| Washington's Cascade Crest Section of The PCT | Or Read The Book From The Beginning | Table of Contents |

What I know from a lifetime of travel is— not only is the world shrinking in size, it seems to be spinning ever faster. Seconds of a lifetime rapidly disappear to the point that Andy Warhol’s “15-minutes of fame” per person have shrunk to a “one-minute movie” briefly describing how one group of people, as the Chinook, were overtaken by the English , and then Americans. Today the name describes a salmon, and a wind.

      I am not being melodramatic in stating I am too am an endangered “frontier person.” I am one of the last of the horse packers who used to wander the West.

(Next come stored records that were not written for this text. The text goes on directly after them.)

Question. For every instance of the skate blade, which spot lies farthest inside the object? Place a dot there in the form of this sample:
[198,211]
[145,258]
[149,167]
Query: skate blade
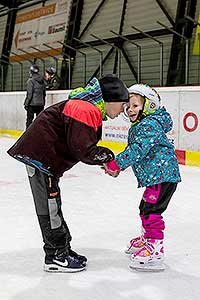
[56,269]
[150,267]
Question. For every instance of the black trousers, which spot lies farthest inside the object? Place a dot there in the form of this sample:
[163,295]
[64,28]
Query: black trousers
[47,199]
[31,111]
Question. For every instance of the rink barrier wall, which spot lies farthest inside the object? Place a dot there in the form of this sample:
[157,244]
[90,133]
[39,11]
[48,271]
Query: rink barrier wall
[182,103]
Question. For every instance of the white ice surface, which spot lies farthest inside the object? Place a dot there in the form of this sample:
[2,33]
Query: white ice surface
[102,214]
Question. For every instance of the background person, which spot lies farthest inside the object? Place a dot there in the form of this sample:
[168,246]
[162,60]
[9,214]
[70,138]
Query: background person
[61,136]
[35,94]
[52,80]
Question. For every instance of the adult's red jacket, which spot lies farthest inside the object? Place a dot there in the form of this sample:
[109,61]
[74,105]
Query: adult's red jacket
[61,136]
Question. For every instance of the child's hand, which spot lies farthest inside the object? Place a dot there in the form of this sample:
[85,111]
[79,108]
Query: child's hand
[111,168]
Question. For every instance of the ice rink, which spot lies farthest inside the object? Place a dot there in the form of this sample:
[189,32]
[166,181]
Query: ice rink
[102,214]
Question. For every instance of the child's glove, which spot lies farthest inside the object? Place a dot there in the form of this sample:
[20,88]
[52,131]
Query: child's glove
[112,168]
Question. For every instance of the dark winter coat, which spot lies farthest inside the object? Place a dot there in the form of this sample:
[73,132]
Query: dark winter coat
[53,83]
[36,91]
[64,134]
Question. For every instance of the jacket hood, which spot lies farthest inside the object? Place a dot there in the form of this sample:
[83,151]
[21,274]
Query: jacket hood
[91,93]
[39,78]
[164,118]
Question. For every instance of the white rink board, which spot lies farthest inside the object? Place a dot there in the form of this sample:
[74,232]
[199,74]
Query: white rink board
[182,102]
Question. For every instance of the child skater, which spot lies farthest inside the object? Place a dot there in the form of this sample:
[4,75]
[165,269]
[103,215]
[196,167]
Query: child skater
[153,160]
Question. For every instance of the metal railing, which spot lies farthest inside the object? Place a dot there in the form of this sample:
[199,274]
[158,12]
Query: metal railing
[137,55]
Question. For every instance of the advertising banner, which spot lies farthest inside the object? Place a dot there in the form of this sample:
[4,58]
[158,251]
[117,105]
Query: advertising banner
[46,24]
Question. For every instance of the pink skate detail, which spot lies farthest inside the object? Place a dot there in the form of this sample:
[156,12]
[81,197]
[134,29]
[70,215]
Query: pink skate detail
[150,251]
[112,166]
[135,244]
[152,193]
[154,226]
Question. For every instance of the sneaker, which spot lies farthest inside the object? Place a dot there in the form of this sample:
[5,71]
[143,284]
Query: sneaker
[81,258]
[135,244]
[63,263]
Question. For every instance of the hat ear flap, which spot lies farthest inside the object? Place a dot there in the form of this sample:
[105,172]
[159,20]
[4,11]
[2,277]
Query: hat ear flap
[149,106]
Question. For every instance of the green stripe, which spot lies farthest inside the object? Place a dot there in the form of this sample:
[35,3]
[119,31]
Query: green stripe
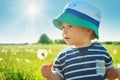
[74,20]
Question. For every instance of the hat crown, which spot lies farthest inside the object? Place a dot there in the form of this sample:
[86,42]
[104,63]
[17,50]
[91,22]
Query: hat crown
[84,8]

      I was fortunate enough in my childhood to experience the wilds of Southwest Washington long before “my home” was declared an official Wilderness Area. I too loved backpacking into the the chain of lakes beyond Mount Margaret, as Meta, destroyed May 18th, 1980 by the eruption of Mt. St. Helens. I too supported “saving” the race track from logging in what is now called the Indian Heaven Wilderness.

      An “Oragun” resident of before, as Native Americans who raced “the track” while taking a break from gathering huckleberries, I guess I too have to accept that the “Great White Father” in the other Washington has the PAC support of so-called conservationists that live in big houses, in big cities, and travel in big cars, and pay big salaries to support the growth industry of environmental lawyers— may be right. My day of setting tall on Charlie Horse, topping a ridge, gazing down Creation, is really over.

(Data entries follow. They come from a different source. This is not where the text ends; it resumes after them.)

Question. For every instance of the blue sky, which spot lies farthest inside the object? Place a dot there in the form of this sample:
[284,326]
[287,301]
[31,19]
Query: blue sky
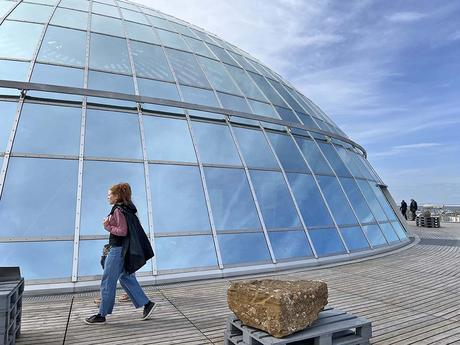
[387,72]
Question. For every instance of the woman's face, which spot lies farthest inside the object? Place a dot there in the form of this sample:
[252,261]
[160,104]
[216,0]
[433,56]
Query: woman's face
[111,198]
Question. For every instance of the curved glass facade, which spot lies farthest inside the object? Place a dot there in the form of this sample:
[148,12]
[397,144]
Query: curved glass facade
[230,165]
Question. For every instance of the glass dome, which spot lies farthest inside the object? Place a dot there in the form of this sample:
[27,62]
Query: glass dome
[233,170]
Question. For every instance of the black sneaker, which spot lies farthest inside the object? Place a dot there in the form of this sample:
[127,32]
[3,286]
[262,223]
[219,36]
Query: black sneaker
[95,319]
[148,309]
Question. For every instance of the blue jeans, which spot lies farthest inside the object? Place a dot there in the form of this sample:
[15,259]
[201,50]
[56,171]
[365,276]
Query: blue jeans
[113,271]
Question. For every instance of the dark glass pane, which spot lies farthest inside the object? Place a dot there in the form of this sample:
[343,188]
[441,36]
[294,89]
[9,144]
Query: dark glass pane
[46,129]
[357,200]
[109,53]
[35,189]
[337,201]
[39,260]
[276,204]
[326,242]
[195,251]
[289,244]
[215,144]
[231,200]
[98,177]
[287,152]
[243,248]
[63,46]
[168,139]
[309,200]
[255,149]
[178,199]
[354,238]
[374,235]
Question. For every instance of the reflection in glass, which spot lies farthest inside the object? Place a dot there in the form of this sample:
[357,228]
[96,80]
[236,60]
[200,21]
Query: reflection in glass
[39,260]
[289,244]
[104,130]
[354,238]
[215,144]
[33,190]
[255,149]
[243,248]
[277,207]
[168,139]
[195,251]
[231,200]
[178,199]
[97,179]
[46,129]
[287,152]
[337,201]
[374,235]
[326,242]
[309,200]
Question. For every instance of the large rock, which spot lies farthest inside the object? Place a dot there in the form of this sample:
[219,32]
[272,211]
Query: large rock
[277,307]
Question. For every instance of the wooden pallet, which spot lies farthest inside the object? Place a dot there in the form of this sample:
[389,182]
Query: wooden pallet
[333,327]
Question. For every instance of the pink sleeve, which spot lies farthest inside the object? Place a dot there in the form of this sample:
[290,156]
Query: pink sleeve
[117,224]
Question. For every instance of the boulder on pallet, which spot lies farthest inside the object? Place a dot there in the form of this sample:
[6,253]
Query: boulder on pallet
[278,307]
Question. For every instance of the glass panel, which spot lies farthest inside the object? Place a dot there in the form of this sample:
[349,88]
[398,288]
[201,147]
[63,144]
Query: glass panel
[337,201]
[51,188]
[178,199]
[313,156]
[39,260]
[19,40]
[110,82]
[289,244]
[168,139]
[372,200]
[287,152]
[389,233]
[334,159]
[70,18]
[107,25]
[97,179]
[374,235]
[326,242]
[7,114]
[63,46]
[199,96]
[309,200]
[243,248]
[141,33]
[255,149]
[31,13]
[134,16]
[195,251]
[105,10]
[277,207]
[186,68]
[46,129]
[399,230]
[233,102]
[171,39]
[109,53]
[215,144]
[354,238]
[104,130]
[150,61]
[217,75]
[357,200]
[231,200]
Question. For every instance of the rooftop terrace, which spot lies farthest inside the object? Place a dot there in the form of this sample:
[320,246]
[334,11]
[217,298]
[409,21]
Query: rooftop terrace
[410,295]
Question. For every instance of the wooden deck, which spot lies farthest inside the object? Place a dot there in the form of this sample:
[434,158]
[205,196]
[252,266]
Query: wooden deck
[411,297]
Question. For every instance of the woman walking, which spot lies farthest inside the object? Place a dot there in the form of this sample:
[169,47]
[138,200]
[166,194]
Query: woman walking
[129,250]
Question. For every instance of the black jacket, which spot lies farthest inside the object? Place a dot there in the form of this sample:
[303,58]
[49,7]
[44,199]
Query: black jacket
[137,249]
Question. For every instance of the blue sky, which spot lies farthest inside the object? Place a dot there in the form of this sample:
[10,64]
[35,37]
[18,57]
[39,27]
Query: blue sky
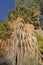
[5,7]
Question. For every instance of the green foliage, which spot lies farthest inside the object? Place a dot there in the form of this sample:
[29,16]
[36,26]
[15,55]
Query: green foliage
[42,27]
[31,61]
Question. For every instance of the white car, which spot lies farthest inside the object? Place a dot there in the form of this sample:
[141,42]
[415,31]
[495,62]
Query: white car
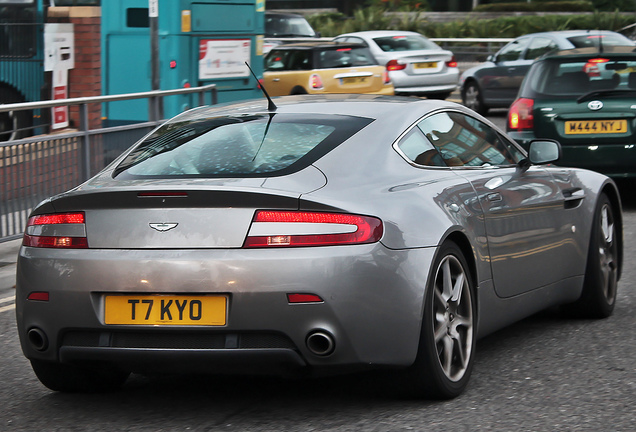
[415,64]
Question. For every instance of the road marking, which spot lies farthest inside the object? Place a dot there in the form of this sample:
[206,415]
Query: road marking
[7,299]
[7,308]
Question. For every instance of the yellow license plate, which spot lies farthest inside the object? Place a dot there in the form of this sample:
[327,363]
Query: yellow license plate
[427,65]
[354,80]
[165,310]
[595,127]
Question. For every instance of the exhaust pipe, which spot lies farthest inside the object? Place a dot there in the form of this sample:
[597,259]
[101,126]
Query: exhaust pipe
[320,343]
[37,339]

      There is a group of supposedly backpacker conservationists in California currently suing the U.S. Forest Service to keep all horses out of official Wilderness Areas. I had a contact once to write a brochure for the USFS, where I used the phrase, “saved to be shared with a grandchild,” but thanks to a series of regulations that don’t make much sense to me, the expedition excerpted here in following pages will be the first, and probably the last horse trek through the mountains of the Far West, covering 2,500 miles from Mexico to Canada searching for a Shadow of the Past.

      Why? Too many people. To try an regulate the numbers, there is a heartbeat rule that no party allowed on the trail can be bigger than six heart beats. This works out to a couple, on two horses, would only be allowed two pack horses to carry in sterilized hay replacer pellets to feed stock tied for the night far away from water. What a big city person might not know is that the math works out as this:
A horse requires 20-pounds of feed per day. A pack horse can only realistically carry 200 pounds, at a average of 15-miles per day. My experience was it was difficult to reach supply points on the Cascade Crest Trail, from road to road, inside of a 10-day period. Even forgetting the three-pounds a food per day per two humans (60-pounds in ten-days) how are two poor pack animals possibly going to pack 600 pounds each of pellets to make it over the Goat Rocks?

      I am not complaining for myself, for as you will read our pioneering the Pacific Crest Trail System —before Congress came along with expensive “turnpike trail” construction— was a connection with mountain men as Jed Smith, trailblazers as Peter Hardiman Burnett, and even George B. McClellan who was a better cavalry saddle designer than a soldier. As horsemen we also developed a nomadic bond with our “ten horsepower, four-hoofed drive, time machine,” that few that sleep inside a ranch-house have ever experienced.

       It truly was a great time to be alive. This book was written in 1970 for the record, and a lot of followers missed the point of “why?” You could use these pages today as a guide where to go to visit the Cascade Mountains. What I am at work upon is a re-write of “Search”, using photos not published before in a Ken Burns style, in a e-book, that will deal more with the journey, not the destination.